When asked why it was haram, Mr Salman said: “I am not a strict Muslim but why is it haram? Because it is damage in the mind.”
Interview cut short
The interview was immediately cut short by a press officer of the World Cup organising committee after Mr Salman described being gay as “damage in the mind”, ZDF reported.
Around 1.2 million international visitors are expected in Qatar for the month-long tournament, which has been criticised ever since the gas-rich emirate was selected as host by Fifa in December 2010.
There have been concerns about the conservative country’s treatment of homosexuals living in the country as well as LGBTQ tourists attending the World Cup.
World Cup organisers did not immediately respond to Sky News’ request for comment.
Labour’s shadow sports minister Jeff Smith said the onus was now on the World Cup organisers to condemn the comments.
“They need to say this person doesn’t represent us, doesn’t represent the ethos and the manner in which the World Cup is meant to be run, and say LGBT people, along with all other people, are welcome,” he told BBC Radio 4’s World at One.
Robbie de Santos from LGBT group Stonewall said he was surprised but not shocked by the views.
“It is shocking to hear such comments in the run up to what should be an absolutely joyous, inclusive, global celebration. Such a divisive comment is just really, really hard to hear,” he said.
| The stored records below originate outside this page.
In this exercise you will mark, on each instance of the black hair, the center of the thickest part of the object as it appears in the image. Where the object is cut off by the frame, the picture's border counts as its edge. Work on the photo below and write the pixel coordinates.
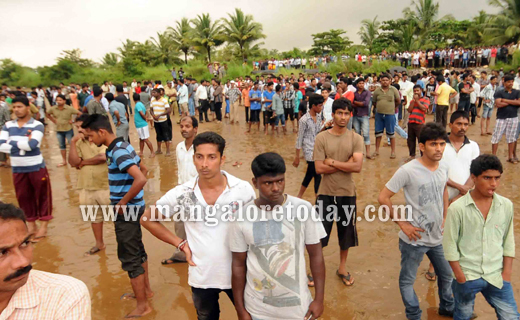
(97, 91)
(210, 137)
(485, 162)
(9, 211)
(315, 99)
(341, 103)
(82, 118)
(194, 121)
(459, 114)
(268, 164)
(432, 131)
(22, 99)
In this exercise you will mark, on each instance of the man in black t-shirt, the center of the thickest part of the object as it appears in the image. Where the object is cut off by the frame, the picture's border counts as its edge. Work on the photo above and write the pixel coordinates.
(507, 102)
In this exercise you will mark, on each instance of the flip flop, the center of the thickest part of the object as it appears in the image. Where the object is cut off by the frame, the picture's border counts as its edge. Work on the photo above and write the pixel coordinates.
(346, 279)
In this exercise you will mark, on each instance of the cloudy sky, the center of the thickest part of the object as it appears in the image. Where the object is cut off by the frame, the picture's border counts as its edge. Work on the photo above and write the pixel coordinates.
(36, 31)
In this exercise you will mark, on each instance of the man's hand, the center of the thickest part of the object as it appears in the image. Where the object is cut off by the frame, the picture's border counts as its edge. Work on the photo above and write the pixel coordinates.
(315, 310)
(296, 162)
(410, 231)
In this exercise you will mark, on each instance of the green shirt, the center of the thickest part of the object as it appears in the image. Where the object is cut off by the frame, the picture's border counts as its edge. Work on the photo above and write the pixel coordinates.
(480, 245)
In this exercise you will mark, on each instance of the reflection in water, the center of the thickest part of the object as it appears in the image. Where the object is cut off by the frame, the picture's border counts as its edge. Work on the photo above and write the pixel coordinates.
(375, 263)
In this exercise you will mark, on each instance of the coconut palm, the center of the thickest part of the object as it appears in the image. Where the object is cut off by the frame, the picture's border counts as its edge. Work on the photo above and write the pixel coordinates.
(505, 25)
(369, 32)
(181, 37)
(206, 34)
(242, 30)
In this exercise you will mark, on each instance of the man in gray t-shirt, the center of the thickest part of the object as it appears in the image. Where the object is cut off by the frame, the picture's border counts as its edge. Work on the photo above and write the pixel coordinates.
(424, 182)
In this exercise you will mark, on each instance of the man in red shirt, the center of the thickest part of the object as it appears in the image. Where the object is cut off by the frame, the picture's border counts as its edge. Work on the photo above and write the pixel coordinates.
(417, 108)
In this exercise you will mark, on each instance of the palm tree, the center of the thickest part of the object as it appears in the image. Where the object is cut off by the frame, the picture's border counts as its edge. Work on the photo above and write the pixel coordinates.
(163, 46)
(206, 34)
(369, 32)
(242, 30)
(181, 37)
(505, 25)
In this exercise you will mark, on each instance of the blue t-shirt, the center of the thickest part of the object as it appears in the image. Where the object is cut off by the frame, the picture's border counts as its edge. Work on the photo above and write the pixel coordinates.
(254, 94)
(268, 96)
(138, 120)
(120, 157)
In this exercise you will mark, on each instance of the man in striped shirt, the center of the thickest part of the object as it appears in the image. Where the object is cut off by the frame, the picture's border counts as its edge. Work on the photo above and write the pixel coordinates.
(21, 138)
(33, 294)
(126, 178)
(417, 108)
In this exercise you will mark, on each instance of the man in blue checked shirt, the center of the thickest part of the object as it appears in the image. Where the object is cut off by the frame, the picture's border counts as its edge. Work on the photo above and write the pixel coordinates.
(126, 178)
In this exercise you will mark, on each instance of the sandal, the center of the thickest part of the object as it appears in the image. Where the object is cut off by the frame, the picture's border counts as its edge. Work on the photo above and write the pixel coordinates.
(347, 280)
(430, 276)
(310, 279)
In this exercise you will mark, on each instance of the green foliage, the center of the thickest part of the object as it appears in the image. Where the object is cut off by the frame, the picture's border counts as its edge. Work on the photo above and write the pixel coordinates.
(331, 41)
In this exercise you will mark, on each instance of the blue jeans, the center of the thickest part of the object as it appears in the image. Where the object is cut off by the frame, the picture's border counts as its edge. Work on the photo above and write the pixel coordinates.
(362, 125)
(502, 300)
(62, 135)
(411, 257)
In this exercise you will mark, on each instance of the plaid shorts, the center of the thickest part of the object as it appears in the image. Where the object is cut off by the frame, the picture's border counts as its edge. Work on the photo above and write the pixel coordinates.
(509, 126)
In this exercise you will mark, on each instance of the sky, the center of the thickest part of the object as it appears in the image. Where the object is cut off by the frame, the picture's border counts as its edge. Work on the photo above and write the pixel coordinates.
(37, 31)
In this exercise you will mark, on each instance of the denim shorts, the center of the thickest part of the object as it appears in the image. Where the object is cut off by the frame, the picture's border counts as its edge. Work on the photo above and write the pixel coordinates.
(487, 112)
(385, 122)
(62, 135)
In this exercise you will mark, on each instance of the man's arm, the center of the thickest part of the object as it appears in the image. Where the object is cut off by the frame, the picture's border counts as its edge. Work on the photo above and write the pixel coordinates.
(317, 265)
(238, 283)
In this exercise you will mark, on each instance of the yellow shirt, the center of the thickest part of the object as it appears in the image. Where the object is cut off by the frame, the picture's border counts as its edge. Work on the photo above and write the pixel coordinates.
(444, 91)
(91, 177)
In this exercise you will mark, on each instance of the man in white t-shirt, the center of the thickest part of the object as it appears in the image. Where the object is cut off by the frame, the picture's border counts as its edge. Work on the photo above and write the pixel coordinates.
(186, 171)
(268, 269)
(207, 202)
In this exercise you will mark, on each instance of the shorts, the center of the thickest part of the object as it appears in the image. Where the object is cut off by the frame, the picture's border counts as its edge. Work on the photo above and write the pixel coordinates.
(143, 133)
(385, 122)
(487, 112)
(163, 131)
(255, 116)
(289, 114)
(184, 107)
(130, 247)
(62, 135)
(267, 117)
(508, 126)
(347, 230)
(95, 197)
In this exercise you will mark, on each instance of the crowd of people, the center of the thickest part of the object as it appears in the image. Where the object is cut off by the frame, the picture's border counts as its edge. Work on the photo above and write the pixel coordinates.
(261, 267)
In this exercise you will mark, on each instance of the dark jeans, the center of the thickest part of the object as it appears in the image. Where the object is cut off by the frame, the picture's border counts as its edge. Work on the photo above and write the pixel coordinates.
(414, 129)
(204, 106)
(206, 302)
(441, 115)
(411, 257)
(502, 300)
(218, 110)
(311, 174)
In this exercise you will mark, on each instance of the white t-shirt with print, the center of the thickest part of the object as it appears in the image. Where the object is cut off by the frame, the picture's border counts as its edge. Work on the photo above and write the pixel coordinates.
(276, 280)
(209, 244)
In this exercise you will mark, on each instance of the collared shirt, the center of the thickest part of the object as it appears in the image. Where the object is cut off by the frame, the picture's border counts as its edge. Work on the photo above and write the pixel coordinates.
(459, 162)
(480, 245)
(91, 177)
(25, 153)
(307, 132)
(185, 167)
(49, 296)
(208, 241)
(120, 157)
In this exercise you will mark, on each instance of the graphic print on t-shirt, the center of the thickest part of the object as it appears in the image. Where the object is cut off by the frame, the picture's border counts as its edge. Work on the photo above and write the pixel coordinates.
(279, 260)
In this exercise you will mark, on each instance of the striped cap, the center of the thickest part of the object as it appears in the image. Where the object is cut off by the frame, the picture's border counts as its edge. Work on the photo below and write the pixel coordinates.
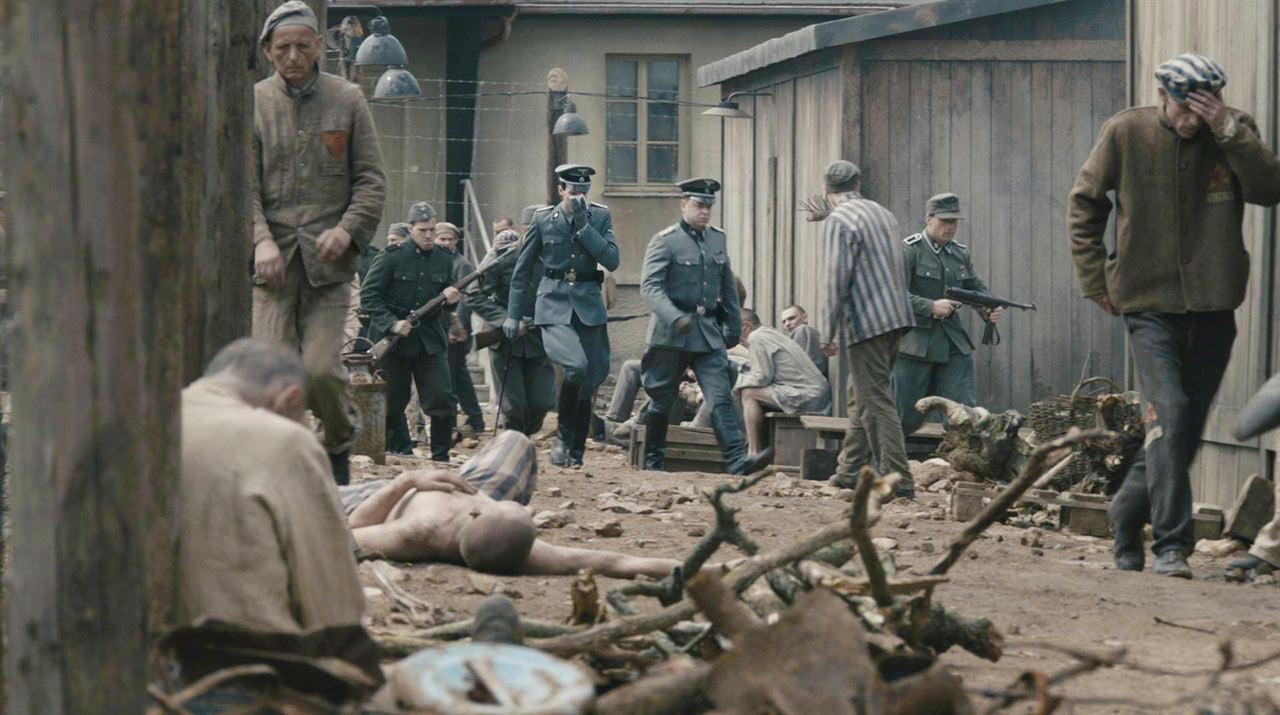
(1188, 73)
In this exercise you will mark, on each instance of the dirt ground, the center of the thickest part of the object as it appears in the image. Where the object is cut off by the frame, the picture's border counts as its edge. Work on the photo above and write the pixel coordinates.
(1063, 591)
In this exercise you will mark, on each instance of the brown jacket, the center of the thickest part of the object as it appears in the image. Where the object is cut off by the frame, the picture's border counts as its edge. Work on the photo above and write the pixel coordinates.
(1179, 210)
(318, 168)
(263, 540)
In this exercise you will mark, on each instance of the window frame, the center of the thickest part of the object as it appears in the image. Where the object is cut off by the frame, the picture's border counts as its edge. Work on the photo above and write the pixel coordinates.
(641, 142)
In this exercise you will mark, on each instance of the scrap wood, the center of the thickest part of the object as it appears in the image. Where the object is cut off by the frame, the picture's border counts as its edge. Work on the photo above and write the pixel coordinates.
(739, 578)
(1000, 504)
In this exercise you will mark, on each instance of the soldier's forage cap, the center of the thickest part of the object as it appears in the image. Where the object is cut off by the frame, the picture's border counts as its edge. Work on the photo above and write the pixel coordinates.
(841, 175)
(702, 189)
(1188, 73)
(575, 175)
(944, 206)
(295, 12)
(420, 211)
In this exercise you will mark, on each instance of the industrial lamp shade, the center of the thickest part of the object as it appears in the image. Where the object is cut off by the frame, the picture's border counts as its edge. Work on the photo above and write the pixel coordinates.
(382, 47)
(728, 110)
(571, 123)
(397, 82)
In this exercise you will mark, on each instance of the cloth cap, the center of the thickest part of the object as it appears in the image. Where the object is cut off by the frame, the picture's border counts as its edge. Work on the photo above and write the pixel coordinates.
(1188, 73)
(842, 175)
(420, 211)
(295, 12)
(702, 189)
(575, 175)
(944, 206)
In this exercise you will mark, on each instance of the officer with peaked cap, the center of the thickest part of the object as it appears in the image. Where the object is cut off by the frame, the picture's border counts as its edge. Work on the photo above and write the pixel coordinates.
(936, 356)
(689, 285)
(572, 239)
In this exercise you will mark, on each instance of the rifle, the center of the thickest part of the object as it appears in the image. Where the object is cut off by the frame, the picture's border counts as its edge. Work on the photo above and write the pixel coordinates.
(433, 306)
(492, 337)
(990, 335)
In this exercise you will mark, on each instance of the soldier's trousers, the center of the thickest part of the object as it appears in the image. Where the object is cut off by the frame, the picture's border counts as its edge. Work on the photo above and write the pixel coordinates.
(581, 349)
(311, 319)
(662, 370)
(430, 375)
(464, 388)
(872, 415)
(1179, 360)
(528, 389)
(914, 379)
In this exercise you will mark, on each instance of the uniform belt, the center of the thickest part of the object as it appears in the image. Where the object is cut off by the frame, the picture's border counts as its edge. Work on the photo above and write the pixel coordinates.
(576, 276)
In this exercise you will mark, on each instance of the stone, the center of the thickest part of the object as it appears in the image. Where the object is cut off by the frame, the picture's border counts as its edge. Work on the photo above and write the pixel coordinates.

“I think that the tournament is going to happen, people are going to watch it, but it is going to be really uneasy for so many people to watch a tournament which has just been mired in so much controversy.”
Calls for boycott
There have been calls for people to boycott the World Cup due to Qatar’s stance on gay rights.
Opposition leader Sir Keir Starmer has said he and his Labour colleagues will not attend.
Foreign Secretary James Cleverly was accused of being “shockingly tone-deaf” last month after he urged LGBT football fans to be “respectful” of Qatar if they visit the country for the World Cup.
The Gulf state’s foreign minister told Sky News those criticising the tournament are “arrogant”.
“Preaching from a distance is not a solution,” said Sheikh Mohammed bin Abdulrahman al Thani.
“Calling to boycott the World Cup, or those who are not coming to the World Cup, it’s their decision at the end of the day, but why deprive the people and the public from attending and enjoying the World Cup.”
LGBT Qataris arrested and abused, rights group claims
It comes after a Human Rights Watch (HRW) report claimed security forces in Qatar have been arbitrarily arresting and abusing LGBT Qataris recently.
HRW said it had interviewed six LGBT Qataris, including four transgender women, one bisexual woman and one gay man, who reported being detained between 2019 and 2022.
They said they had been detained without charge in an underground prison in Doha and subjected to verbal and physical abuse, including kicking and punching.
One individual said they were held for two months in solitary confinement.